# Differences in style of traveling



## SKJag (Jul 8, 2014)

Hey everyone!!! I am about to backpack for my first time ever (Going across the USA) and have noticed there are many different ways of travel. There are two that interest me the most: 1. Taking a normal backpack with some clothes and basic necessities and using Couchsurfing and never sleeping outside and 2. Taking a full camping pack, sleeping bag, bivy sack and sleeping outside while hitchhiking and sometimes sleeping inside and sometimes outside. 

I know it all depends on the timing and circumstance whether or not you can find a place to sleep that night, but what is your style of travel and why? Just curious. I am buying my camping equipment here soon and wanting to do outside and inside stays, but nervous because of the "What If's?" with sleeping by myself outside. I can't wait to hear your stories!


----------



## Traveler (Jul 8, 2014)

The last few years have been cycling/camping. Rubber tramping is nice but damn vehicles are expensive.


----------



## Matt Derrick (Jul 8, 2014)

SKJag said:


> Hey everyone!!! I am about to backpack for my first time ever (Going across the USA) and have noticed there are many different ways of travel. There are two that interest me the most: 1. Taking a normal backpack with some clothes and basic necessities and using Couchsurfing and never sleeping outside and 2. Taking a full camping pack, sleeping bag, bivy sack and sleeping outside while hitchhiking and sometimes sleeping inside and sometimes outside.
> 
> I know it all depends on the timing and circumstance whether or not you can find a place to sleep that night, but what is your style of travel and why? Just curious. I am buying my camping equipment here soon and wanting to do outside and inside stays, but nervous because of the "What If's?" with sleeping by myself outside. I can't wait to hear your stories!
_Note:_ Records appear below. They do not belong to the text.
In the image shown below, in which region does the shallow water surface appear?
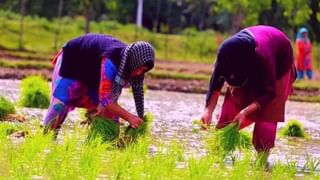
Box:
[0,80,320,167]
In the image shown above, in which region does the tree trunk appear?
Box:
[136,0,143,28]
[231,9,244,34]
[53,0,63,50]
[85,3,92,33]
[19,0,27,50]
[152,0,161,32]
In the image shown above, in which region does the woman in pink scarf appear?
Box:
[296,27,313,80]
[201,26,295,166]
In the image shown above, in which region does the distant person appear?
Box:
[201,26,296,167]
[43,34,154,135]
[296,27,313,80]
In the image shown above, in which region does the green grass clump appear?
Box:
[216,123,251,154]
[125,113,153,141]
[20,76,50,108]
[0,96,16,121]
[282,119,306,138]
[87,116,120,142]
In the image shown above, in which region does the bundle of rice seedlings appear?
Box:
[282,119,306,138]
[19,76,50,108]
[87,116,119,142]
[0,96,16,121]
[217,123,251,154]
[124,113,153,143]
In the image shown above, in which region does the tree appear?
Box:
[215,0,272,33]
[53,0,63,50]
[19,0,27,50]
[136,0,143,28]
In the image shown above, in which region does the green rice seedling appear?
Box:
[124,113,153,143]
[231,151,252,179]
[87,116,120,142]
[0,96,16,121]
[129,84,148,94]
[79,138,107,179]
[281,120,307,138]
[188,156,213,179]
[20,76,50,108]
[303,157,320,175]
[217,123,251,154]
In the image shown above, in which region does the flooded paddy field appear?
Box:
[0,80,320,172]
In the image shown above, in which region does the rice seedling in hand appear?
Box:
[20,76,50,108]
[124,113,153,142]
[282,120,306,138]
[216,123,251,155]
[87,116,119,142]
[0,96,16,121]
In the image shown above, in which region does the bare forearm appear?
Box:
[241,102,260,115]
[205,91,220,114]
[106,103,132,120]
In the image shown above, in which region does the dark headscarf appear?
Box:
[112,41,154,118]
[217,30,256,87]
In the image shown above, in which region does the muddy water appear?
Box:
[0,80,320,167]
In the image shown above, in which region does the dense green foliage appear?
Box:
[216,123,251,154]
[0,96,16,121]
[124,113,153,142]
[20,76,50,108]
[0,121,319,179]
[0,11,218,63]
[0,0,320,42]
[87,116,120,142]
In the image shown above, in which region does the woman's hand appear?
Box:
[93,103,106,117]
[201,111,212,129]
[234,102,260,129]
[128,115,143,128]
[234,110,248,127]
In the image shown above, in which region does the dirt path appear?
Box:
[0,48,320,96]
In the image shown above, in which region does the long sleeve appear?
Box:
[99,58,117,107]
[256,54,277,108]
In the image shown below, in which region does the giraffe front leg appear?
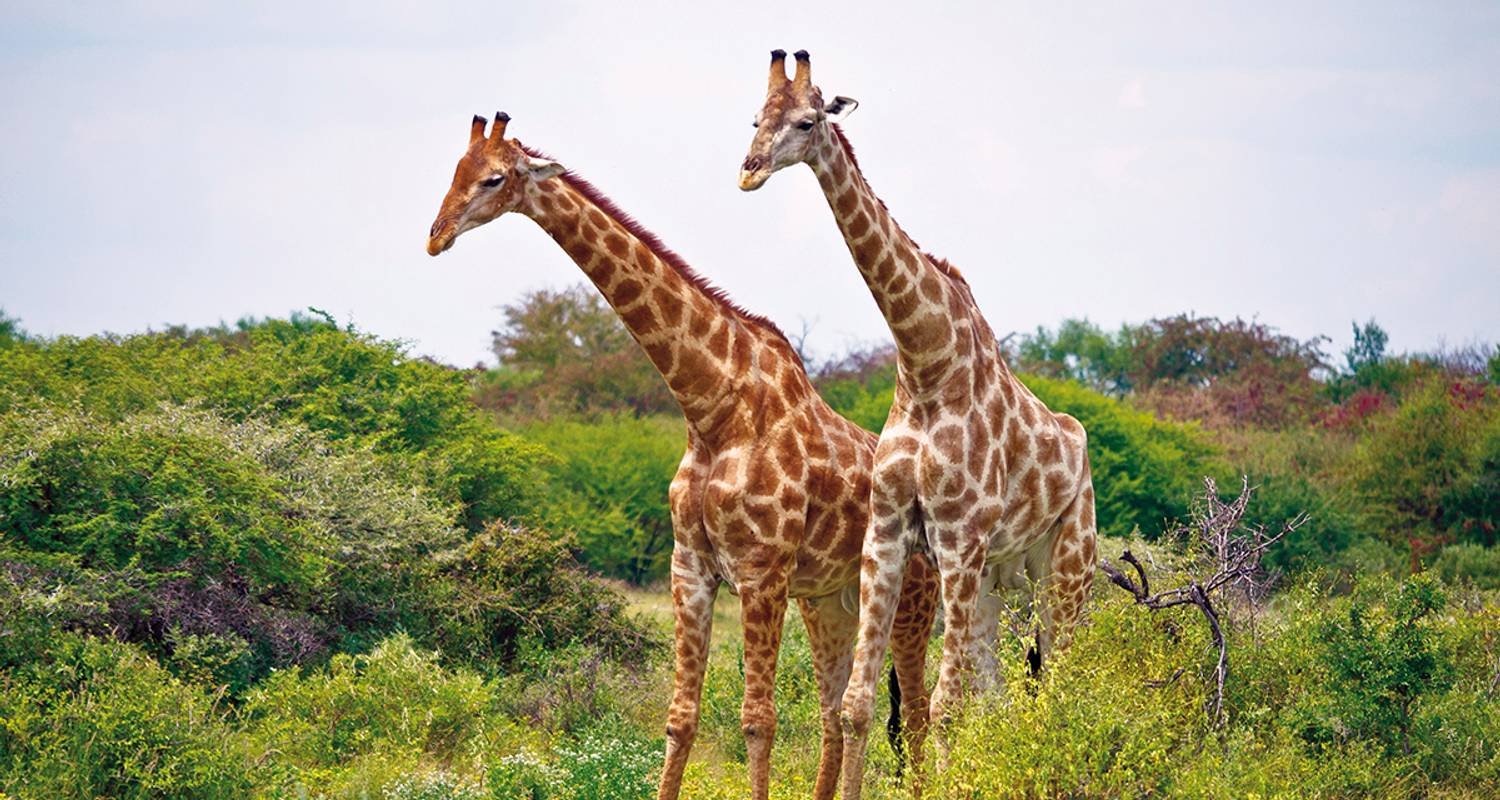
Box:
[798,594,860,800]
[929,522,987,770]
[740,569,788,800]
[891,552,939,797]
[842,503,920,800]
[1032,479,1097,666]
[657,545,719,800]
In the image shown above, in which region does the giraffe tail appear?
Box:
[885,665,906,777]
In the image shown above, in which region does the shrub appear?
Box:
[1023,377,1229,536]
[1302,576,1454,755]
[0,315,545,530]
[240,635,492,791]
[434,524,660,663]
[1353,375,1500,557]
[0,635,251,798]
[476,284,678,417]
[0,407,459,689]
[522,414,687,584]
[1433,545,1500,588]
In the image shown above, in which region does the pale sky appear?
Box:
[0,0,1500,365]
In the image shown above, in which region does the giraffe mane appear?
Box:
[515,141,797,349]
[828,122,969,288]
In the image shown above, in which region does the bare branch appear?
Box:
[1100,476,1308,726]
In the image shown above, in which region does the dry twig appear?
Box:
[1100,477,1308,725]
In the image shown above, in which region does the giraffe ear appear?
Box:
[527,158,567,182]
[824,95,860,122]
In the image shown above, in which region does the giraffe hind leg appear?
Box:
[798,596,860,800]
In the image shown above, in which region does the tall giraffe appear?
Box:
[740,50,1095,800]
[428,114,938,800]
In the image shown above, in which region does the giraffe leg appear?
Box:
[929,524,987,770]
[974,564,1005,692]
[798,594,860,800]
[891,552,939,797]
[740,569,786,800]
[657,545,719,800]
[1028,474,1095,665]
[840,501,920,800]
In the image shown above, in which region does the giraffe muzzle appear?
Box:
[428,218,458,255]
[740,156,771,192]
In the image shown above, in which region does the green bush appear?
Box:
[1299,576,1454,755]
[1023,375,1229,536]
[1353,380,1500,551]
[435,524,660,665]
[1433,545,1500,588]
[240,635,494,791]
[0,407,462,689]
[930,578,1500,798]
[0,635,251,798]
[522,414,687,584]
[0,315,545,530]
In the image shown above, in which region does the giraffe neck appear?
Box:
[810,125,975,387]
[525,174,774,440]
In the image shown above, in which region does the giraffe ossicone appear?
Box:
[428,114,938,800]
[740,51,1097,800]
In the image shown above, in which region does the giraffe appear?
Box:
[740,50,1095,800]
[428,113,939,800]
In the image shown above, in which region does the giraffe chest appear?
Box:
[699,437,872,597]
[911,407,1082,563]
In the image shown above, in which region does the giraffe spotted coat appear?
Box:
[428,114,938,800]
[740,51,1095,800]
if you're asking whether it's a choice between those two, the answer is all of the above. if you're hitchhiking, there's simply no way you're _not _going to be rough camping it at some point. whether it's under a bridge, in the woods, or behind a truck stop, you're going to end up sleeping outside unless you have ridiculous amounts of money (for hotel rooms).

now, that said, it's not like you have to bring the best of the best in camping gear. what you should take lies somewhere in the middle, since you're going to be sleeping outside, but also never going to be very far from society (you're following the highways, the veins of the country). so generally, i would suggest a good hiking pack, sleeping bag, and _maybe _a small one person tent (i fucking hate bugs) like the eureka solitaire. if it's summer and it's not going to rain, you could probably replace the tent with a bottle of deet.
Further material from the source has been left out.